Het is ongelofelijk te zien hoe honingbijen zich in de loop der tijden hebben aangepast aan veranderende omstandigheden. Zij hebben zich al vanaf de begintijd van het leven op aarde staande weten te houden en zich kunnen verspreiden over de gehele aardbol. Dat vraagt een enorm aanpassingsvermogen. Het gevolg is dat bijenvolken in onze tijd op een bepaalde plek op de aardbol specifieke eigenschappen hebben ontwikkeld om op die plek in deze tijd te overleven. Het gevolg is dat er heel duidelijke verschillen bestaan tussen een bijenvolk uit Nederland en een bijenvolk uit bijvoorbeeld Indonesië.
Door het mondiaal worden van de mens, de mens reist de gehele aardbol over en sjouwt van alles van de ene plek naar de andere plek, worden er o.a. ook parasieten van bijenvolken onbedoeld verplaatst. Die betreffende parasieten die op de ene plek van de aardbol, door de evolutie, voldoende in toom worden gehouden door het bijenvolk zelf, brengen op de andere plek van de aardbol grote schade aan. De bijenvolken op die andere plek zijn onvoldoende of niet in staat om desbetreffende parasieten zelf te bestrijden. Dat betekent dat de imker daarin zijn bijenvolk moet helpen en dat is eigenlijk niet de juiste weg.
Andere gevaren voor de bijenteelt zijn:
- de mens neemt steeds meer grond (met zijn begroeiing) in beslag voor huizenbouw enz.;
- de achteruitgang van de natuur;
- de monocultuur in de land- en tuinbouw;
- het gebruik van allerlei gif.
De imker merkt nu al dat zijn bijen meer voedsel kunnen verzamelen in de stad dan buiten de stad.
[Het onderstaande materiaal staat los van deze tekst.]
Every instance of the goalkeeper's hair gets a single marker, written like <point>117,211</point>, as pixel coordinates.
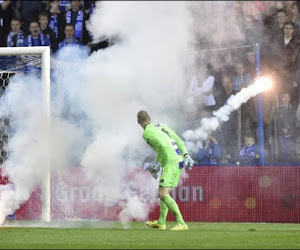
<point>143,116</point>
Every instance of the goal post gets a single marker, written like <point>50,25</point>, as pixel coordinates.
<point>44,52</point>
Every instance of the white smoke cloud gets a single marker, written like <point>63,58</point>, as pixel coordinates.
<point>222,114</point>
<point>102,94</point>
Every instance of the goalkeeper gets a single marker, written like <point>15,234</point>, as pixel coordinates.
<point>172,156</point>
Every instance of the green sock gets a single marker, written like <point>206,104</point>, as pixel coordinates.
<point>163,213</point>
<point>172,205</point>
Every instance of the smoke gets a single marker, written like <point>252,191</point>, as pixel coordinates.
<point>99,96</point>
<point>28,147</point>
<point>222,114</point>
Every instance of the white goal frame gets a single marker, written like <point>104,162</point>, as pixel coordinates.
<point>44,52</point>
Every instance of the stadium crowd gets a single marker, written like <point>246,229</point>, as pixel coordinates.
<point>275,25</point>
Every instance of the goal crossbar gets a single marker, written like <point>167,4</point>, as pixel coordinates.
<point>44,51</point>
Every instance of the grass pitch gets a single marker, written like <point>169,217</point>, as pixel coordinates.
<point>112,235</point>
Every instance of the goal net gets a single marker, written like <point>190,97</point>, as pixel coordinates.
<point>40,178</point>
<point>45,183</point>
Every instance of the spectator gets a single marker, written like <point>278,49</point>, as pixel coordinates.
<point>77,18</point>
<point>57,20</point>
<point>36,38</point>
<point>64,5</point>
<point>3,9</point>
<point>43,21</point>
<point>249,153</point>
<point>30,11</point>
<point>241,79</point>
<point>250,63</point>
<point>70,39</point>
<point>210,153</point>
<point>288,47</point>
<point>286,124</point>
<point>15,38</point>
<point>229,128</point>
<point>202,95</point>
<point>281,18</point>
<point>295,16</point>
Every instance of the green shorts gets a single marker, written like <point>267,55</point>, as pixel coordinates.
<point>170,175</point>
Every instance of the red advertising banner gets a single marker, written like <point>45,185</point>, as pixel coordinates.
<point>208,194</point>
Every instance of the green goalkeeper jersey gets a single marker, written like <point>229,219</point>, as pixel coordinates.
<point>166,143</point>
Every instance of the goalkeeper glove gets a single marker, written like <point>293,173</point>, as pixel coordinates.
<point>153,167</point>
<point>188,162</point>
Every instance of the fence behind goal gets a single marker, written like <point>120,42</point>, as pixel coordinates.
<point>208,194</point>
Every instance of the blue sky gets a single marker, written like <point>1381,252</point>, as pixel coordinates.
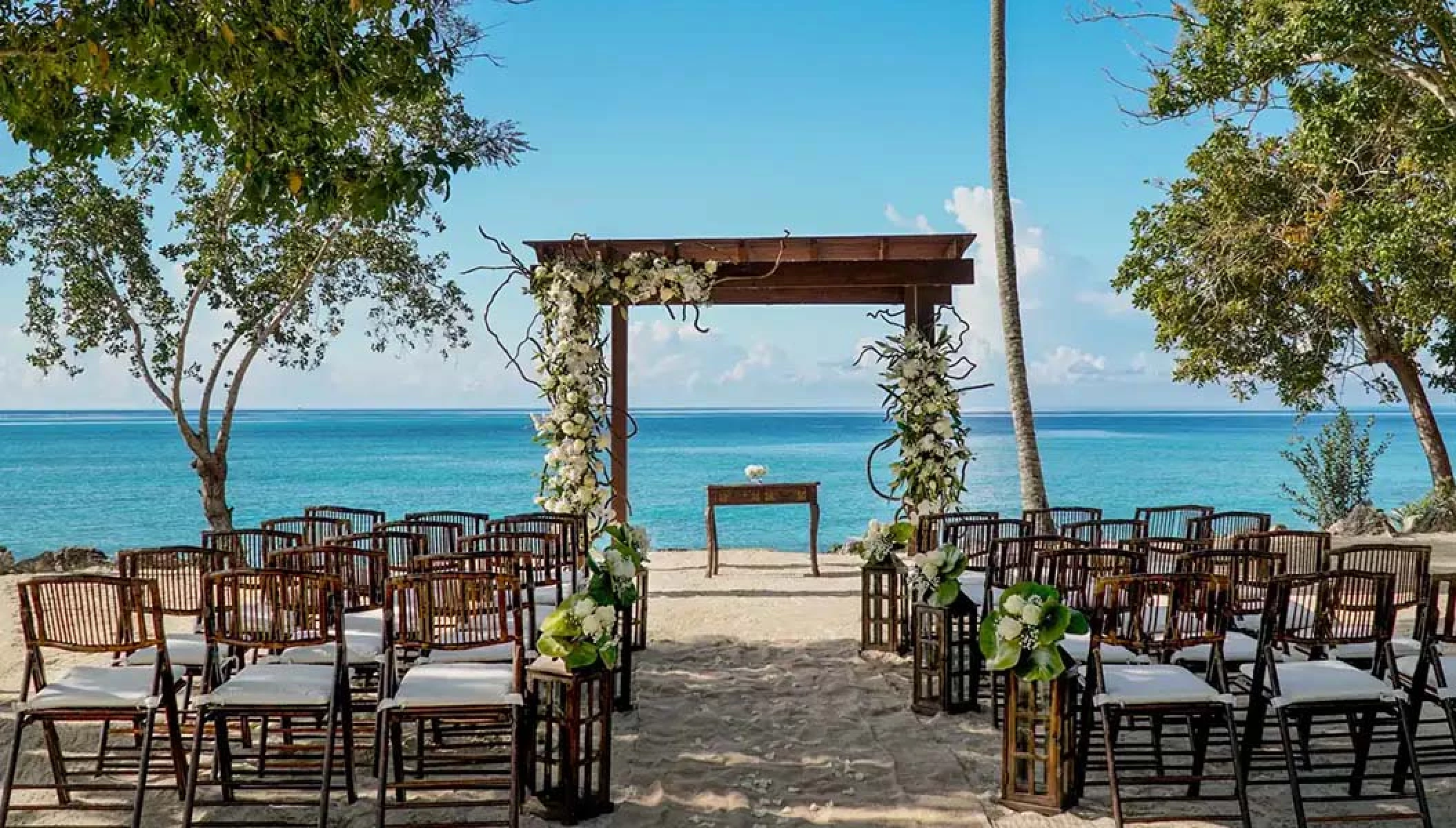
<point>817,117</point>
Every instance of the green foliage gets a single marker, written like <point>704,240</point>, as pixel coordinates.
<point>1337,468</point>
<point>290,94</point>
<point>1296,261</point>
<point>1025,632</point>
<point>1435,511</point>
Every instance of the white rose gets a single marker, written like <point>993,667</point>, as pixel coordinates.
<point>1008,628</point>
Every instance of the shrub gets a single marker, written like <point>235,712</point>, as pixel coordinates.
<point>1337,466</point>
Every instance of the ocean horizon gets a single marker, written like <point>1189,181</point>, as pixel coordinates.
<point>115,479</point>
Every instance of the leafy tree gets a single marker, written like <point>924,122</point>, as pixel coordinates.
<point>1248,52</point>
<point>1023,417</point>
<point>277,287</point>
<point>1337,468</point>
<point>1306,259</point>
<point>283,89</point>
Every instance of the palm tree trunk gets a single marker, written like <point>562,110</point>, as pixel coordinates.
<point>1028,459</point>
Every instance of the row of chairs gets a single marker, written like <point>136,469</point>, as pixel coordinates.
<point>296,638</point>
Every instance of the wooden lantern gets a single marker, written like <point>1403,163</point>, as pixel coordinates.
<point>947,658</point>
<point>880,607</point>
<point>638,639</point>
<point>571,742</point>
<point>622,674</point>
<point>1039,744</point>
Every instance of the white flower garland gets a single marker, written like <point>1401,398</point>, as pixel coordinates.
<point>571,362</point>
<point>929,476</point>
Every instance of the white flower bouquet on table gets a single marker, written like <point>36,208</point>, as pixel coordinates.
<point>880,542</point>
<point>934,575</point>
<point>581,632</point>
<point>1025,632</point>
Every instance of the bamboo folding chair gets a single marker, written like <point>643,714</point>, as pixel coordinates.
<point>398,548</point>
<point>1326,704</point>
<point>1170,522</point>
<point>480,704</point>
<point>1432,676</point>
<point>1222,530</point>
<point>250,548</point>
<point>1162,553</point>
<point>1157,618</point>
<point>469,523</point>
<point>94,615</point>
<point>571,543</point>
<point>1107,533</point>
<point>360,520</point>
<point>1411,568</point>
<point>931,530</point>
<point>273,610</point>
<point>1050,522</point>
<point>1075,573</point>
<point>315,530</point>
<point>440,536</point>
<point>1303,552</point>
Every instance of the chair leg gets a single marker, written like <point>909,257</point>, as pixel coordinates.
<point>10,769</point>
<point>1408,749</point>
<point>193,769</point>
<point>1361,731</point>
<point>53,751</point>
<point>1199,742</point>
<point>1239,773</point>
<point>1296,793</point>
<point>1108,747</point>
<point>382,747</point>
<point>143,766</point>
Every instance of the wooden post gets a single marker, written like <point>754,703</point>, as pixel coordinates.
<point>619,412</point>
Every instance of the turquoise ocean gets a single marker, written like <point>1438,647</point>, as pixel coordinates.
<point>118,479</point>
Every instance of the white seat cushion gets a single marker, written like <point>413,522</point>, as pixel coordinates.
<point>1407,669</point>
<point>81,687</point>
<point>1366,651</point>
<point>456,686</point>
<point>1078,648</point>
<point>275,684</point>
<point>501,652</point>
<point>1238,648</point>
<point>1155,684</point>
<point>184,649</point>
<point>360,647</point>
<point>1312,682</point>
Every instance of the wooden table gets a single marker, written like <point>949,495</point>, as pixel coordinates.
<point>762,495</point>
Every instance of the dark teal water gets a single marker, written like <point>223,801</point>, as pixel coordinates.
<point>115,479</point>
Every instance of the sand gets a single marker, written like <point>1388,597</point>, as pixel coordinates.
<point>755,709</point>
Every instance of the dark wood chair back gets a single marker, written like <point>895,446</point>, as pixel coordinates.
<point>1170,522</point>
<point>360,520</point>
<point>1105,533</point>
<point>250,548</point>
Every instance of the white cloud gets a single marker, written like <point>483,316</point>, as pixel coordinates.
<point>1110,303</point>
<point>919,223</point>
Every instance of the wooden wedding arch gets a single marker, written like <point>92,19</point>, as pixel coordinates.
<point>910,271</point>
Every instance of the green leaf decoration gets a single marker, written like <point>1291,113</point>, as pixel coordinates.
<point>583,656</point>
<point>1041,664</point>
<point>1078,623</point>
<point>552,648</point>
<point>947,593</point>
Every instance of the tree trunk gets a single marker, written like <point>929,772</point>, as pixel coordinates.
<point>213,473</point>
<point>1426,426</point>
<point>1028,459</point>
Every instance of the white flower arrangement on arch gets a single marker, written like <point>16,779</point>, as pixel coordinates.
<point>925,408</point>
<point>573,367</point>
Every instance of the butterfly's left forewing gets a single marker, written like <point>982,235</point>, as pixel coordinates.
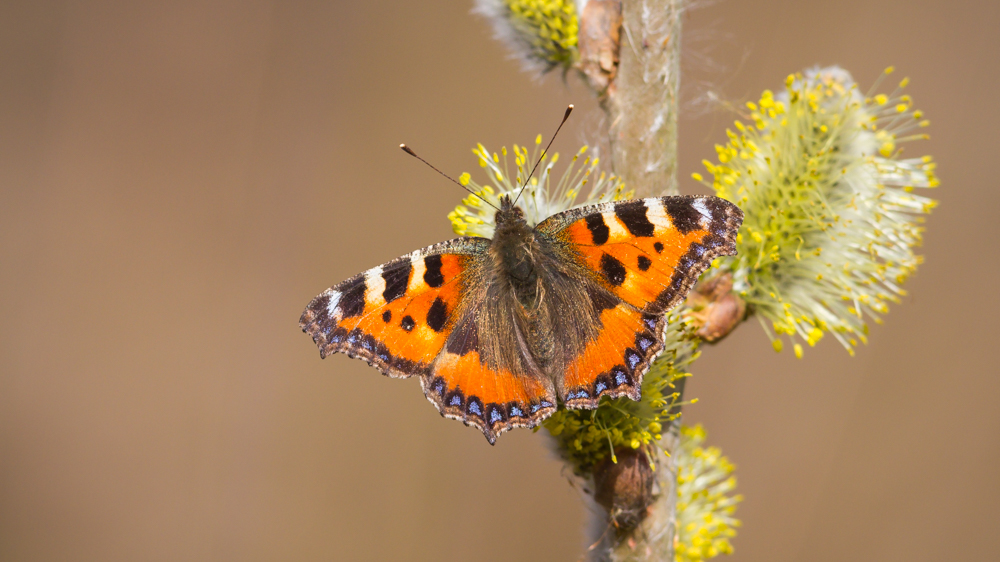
<point>417,315</point>
<point>399,315</point>
<point>643,256</point>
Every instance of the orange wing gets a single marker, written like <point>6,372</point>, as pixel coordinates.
<point>464,386</point>
<point>412,316</point>
<point>644,256</point>
<point>397,316</point>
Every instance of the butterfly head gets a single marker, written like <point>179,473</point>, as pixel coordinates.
<point>509,214</point>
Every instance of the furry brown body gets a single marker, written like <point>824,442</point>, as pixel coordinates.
<point>537,303</point>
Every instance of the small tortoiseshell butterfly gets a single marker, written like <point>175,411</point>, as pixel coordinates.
<point>501,331</point>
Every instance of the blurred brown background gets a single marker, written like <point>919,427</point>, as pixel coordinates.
<point>178,179</point>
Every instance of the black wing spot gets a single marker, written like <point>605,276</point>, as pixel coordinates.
<point>432,272</point>
<point>633,216</point>
<point>454,399</point>
<point>474,407</point>
<point>396,280</point>
<point>352,302</point>
<point>683,215</point>
<point>437,316</point>
<point>613,270</point>
<point>598,230</point>
<point>407,323</point>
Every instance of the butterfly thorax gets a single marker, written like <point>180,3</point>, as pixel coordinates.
<point>514,250</point>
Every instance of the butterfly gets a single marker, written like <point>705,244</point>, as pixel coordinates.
<point>502,331</point>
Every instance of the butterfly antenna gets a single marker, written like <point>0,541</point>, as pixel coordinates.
<point>409,151</point>
<point>544,152</point>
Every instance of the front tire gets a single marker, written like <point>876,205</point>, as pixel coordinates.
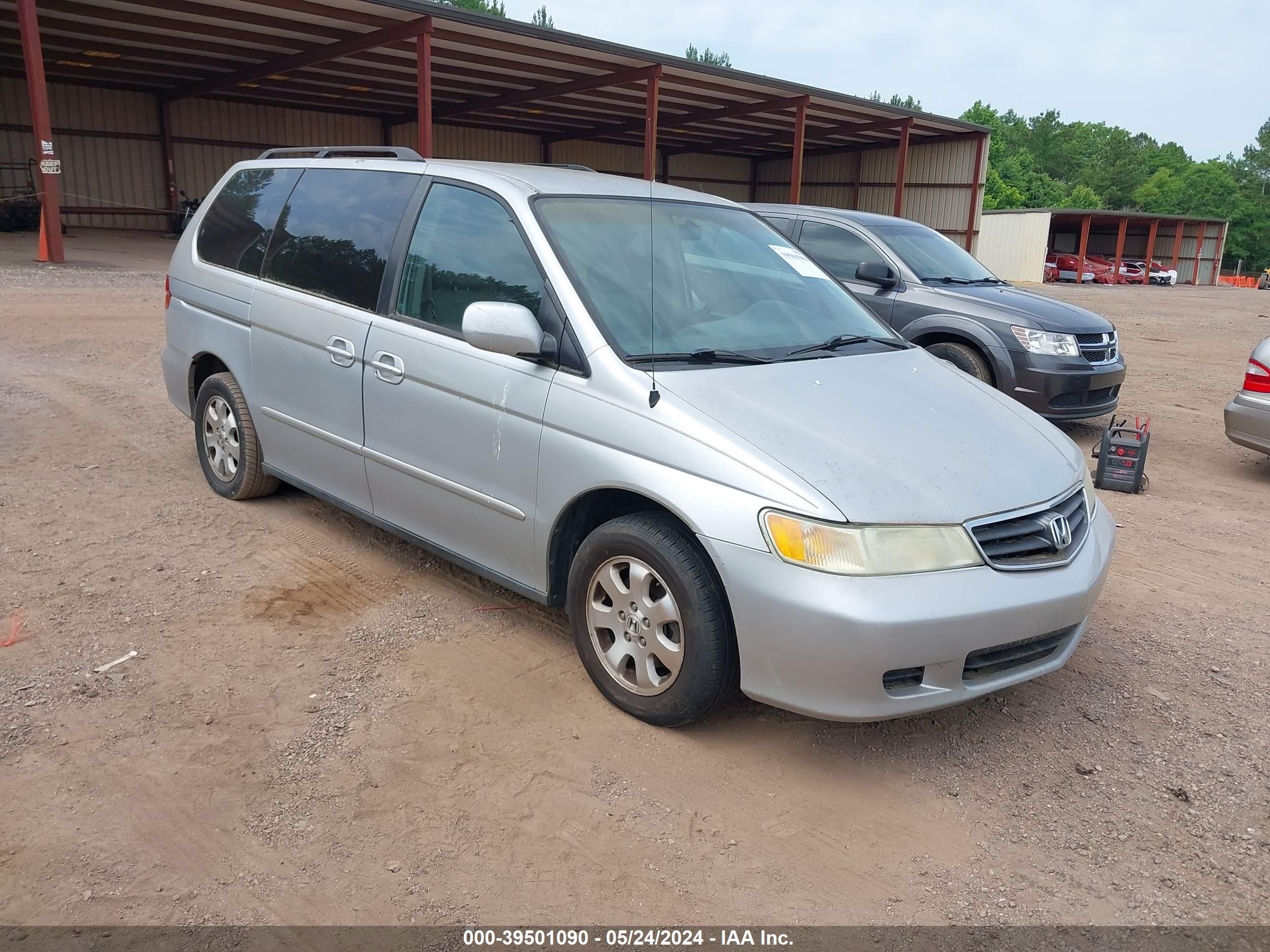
<point>966,358</point>
<point>651,621</point>
<point>226,442</point>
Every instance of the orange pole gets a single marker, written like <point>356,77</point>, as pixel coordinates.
<point>1151,250</point>
<point>1085,247</point>
<point>423,74</point>
<point>797,157</point>
<point>652,88</point>
<point>50,182</point>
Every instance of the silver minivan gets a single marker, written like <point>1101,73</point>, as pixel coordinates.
<point>644,406</point>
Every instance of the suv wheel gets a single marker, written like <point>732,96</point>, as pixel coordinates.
<point>966,358</point>
<point>651,621</point>
<point>226,443</point>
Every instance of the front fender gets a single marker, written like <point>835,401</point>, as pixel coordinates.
<point>973,333</point>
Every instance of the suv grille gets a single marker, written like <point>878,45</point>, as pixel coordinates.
<point>1014,654</point>
<point>1097,348</point>
<point>1084,398</point>
<point>1029,541</point>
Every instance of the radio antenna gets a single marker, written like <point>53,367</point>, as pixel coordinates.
<point>653,395</point>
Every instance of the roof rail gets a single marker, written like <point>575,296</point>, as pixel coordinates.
<point>338,151</point>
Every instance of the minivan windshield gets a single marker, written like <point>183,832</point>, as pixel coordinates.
<point>931,256</point>
<point>678,277</point>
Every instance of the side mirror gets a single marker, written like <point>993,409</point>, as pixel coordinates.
<point>877,273</point>
<point>503,328</point>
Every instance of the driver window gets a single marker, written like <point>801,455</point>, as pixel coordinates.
<point>841,252</point>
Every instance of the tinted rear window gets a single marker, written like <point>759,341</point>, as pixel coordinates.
<point>336,232</point>
<point>235,230</point>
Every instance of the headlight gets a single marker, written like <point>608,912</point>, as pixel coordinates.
<point>1043,342</point>
<point>869,550</point>
<point>1092,498</point>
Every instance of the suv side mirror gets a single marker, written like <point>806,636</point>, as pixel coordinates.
<point>877,273</point>
<point>503,328</point>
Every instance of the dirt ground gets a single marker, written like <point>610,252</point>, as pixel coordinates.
<point>325,725</point>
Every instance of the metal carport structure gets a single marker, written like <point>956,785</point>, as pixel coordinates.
<point>1015,240</point>
<point>427,75</point>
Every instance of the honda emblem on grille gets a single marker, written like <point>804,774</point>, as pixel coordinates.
<point>1059,531</point>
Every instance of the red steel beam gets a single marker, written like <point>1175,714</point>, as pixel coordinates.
<point>797,157</point>
<point>1221,248</point>
<point>169,162</point>
<point>901,162</point>
<point>638,74</point>
<point>1085,247</point>
<point>1200,238</point>
<point>768,106</point>
<point>407,30</point>
<point>1119,247</point>
<point>975,192</point>
<point>423,76</point>
<point>653,85</point>
<point>1151,250</point>
<point>50,186</point>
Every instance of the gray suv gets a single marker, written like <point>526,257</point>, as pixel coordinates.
<point>1056,358</point>
<point>640,404</point>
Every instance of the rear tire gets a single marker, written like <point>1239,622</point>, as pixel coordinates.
<point>966,358</point>
<point>225,440</point>
<point>689,667</point>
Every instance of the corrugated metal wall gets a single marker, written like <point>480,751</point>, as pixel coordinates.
<point>936,183</point>
<point>1013,247</point>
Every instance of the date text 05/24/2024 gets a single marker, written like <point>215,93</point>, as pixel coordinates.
<point>623,938</point>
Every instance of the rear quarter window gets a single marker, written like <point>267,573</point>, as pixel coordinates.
<point>336,230</point>
<point>237,228</point>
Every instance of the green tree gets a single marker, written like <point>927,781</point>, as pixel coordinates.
<point>708,56</point>
<point>493,8</point>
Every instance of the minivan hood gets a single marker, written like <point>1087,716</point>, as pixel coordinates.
<point>897,437</point>
<point>1044,311</point>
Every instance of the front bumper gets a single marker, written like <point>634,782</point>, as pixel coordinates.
<point>1064,387</point>
<point>819,644</point>
<point>1247,422</point>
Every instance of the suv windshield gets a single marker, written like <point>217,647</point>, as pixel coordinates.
<point>686,277</point>
<point>931,256</point>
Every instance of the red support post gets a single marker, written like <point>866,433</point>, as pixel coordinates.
<point>423,74</point>
<point>1119,247</point>
<point>1151,250</point>
<point>975,191</point>
<point>901,162</point>
<point>169,160</point>
<point>1221,248</point>
<point>1179,228</point>
<point>1200,238</point>
<point>652,87</point>
<point>49,164</point>
<point>797,155</point>
<point>1085,247</point>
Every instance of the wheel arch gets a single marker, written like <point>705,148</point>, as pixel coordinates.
<point>585,513</point>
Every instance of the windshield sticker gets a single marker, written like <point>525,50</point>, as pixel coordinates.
<point>799,262</point>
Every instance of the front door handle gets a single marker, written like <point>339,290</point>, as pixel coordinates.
<point>341,351</point>
<point>388,367</point>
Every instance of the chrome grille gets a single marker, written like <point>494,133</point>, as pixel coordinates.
<point>1097,348</point>
<point>1024,540</point>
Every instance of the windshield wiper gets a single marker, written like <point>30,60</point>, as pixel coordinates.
<point>839,340</point>
<point>699,356</point>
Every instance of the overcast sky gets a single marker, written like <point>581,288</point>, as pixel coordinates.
<point>1185,71</point>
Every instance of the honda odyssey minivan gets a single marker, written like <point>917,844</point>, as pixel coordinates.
<point>644,406</point>
<point>1053,357</point>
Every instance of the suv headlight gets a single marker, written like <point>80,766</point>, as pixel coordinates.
<point>1092,498</point>
<point>1043,342</point>
<point>869,550</point>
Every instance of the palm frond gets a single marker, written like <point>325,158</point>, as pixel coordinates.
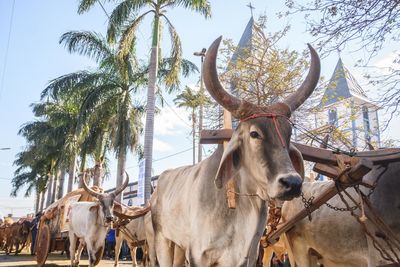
<point>119,15</point>
<point>127,41</point>
<point>61,85</point>
<point>86,43</point>
<point>85,5</point>
<point>200,6</point>
<point>172,77</point>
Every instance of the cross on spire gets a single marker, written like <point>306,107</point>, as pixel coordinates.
<point>251,8</point>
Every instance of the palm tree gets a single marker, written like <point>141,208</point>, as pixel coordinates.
<point>37,164</point>
<point>191,100</point>
<point>126,13</point>
<point>108,108</point>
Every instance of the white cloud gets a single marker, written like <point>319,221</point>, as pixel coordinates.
<point>161,146</point>
<point>387,62</point>
<point>171,121</point>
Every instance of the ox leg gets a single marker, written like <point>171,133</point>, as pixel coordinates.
<point>150,238</point>
<point>79,251</point>
<point>301,254</point>
<point>133,254</point>
<point>72,247</point>
<point>267,255</point>
<point>165,251</point>
<point>16,247</point>
<point>118,244</point>
<point>179,256</point>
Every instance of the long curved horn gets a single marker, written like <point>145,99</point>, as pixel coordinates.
<point>123,186</point>
<point>87,189</point>
<point>212,82</point>
<point>297,98</point>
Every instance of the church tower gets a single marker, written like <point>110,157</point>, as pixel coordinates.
<point>346,107</point>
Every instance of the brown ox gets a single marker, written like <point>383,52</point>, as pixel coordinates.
<point>335,237</point>
<point>17,235</point>
<point>190,208</point>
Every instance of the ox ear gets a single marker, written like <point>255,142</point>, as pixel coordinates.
<point>94,208</point>
<point>297,160</point>
<point>228,160</point>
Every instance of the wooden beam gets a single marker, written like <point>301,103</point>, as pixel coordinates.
<point>215,136</point>
<point>230,187</point>
<point>318,201</point>
<point>390,265</point>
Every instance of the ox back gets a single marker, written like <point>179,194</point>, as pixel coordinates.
<point>192,212</point>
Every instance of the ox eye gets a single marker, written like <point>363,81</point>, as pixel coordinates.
<point>254,134</point>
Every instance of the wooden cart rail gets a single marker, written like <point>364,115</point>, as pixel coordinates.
<point>314,154</point>
<point>328,162</point>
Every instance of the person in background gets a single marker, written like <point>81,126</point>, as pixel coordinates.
<point>35,223</point>
<point>110,243</point>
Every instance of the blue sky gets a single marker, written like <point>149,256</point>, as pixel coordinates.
<point>34,57</point>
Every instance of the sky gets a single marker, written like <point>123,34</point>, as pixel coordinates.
<point>30,56</point>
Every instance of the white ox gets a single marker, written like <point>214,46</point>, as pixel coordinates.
<point>336,237</point>
<point>135,235</point>
<point>190,208</point>
<point>88,222</point>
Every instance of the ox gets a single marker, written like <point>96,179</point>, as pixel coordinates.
<point>16,235</point>
<point>135,235</point>
<point>190,208</point>
<point>335,237</point>
<point>2,236</point>
<point>89,221</point>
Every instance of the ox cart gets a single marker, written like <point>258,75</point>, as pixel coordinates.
<point>346,169</point>
<point>53,227</point>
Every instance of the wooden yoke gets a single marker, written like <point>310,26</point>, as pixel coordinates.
<point>230,185</point>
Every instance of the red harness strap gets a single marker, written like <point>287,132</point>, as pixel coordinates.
<point>274,120</point>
Dat zegt wel wat!
Daarom ben ik blij dat ik van het bestuur van de HGFC ‘Overbrug’ toestemming heb om mijn bijen te laten genieten van het buitengebied van de golfbaan en dat ze tegelijkertijd ook hun voedsel kunnen halen in het natuurgebied aan de overkant van het kanaal en verder in een gedeelte van de stad Helmond.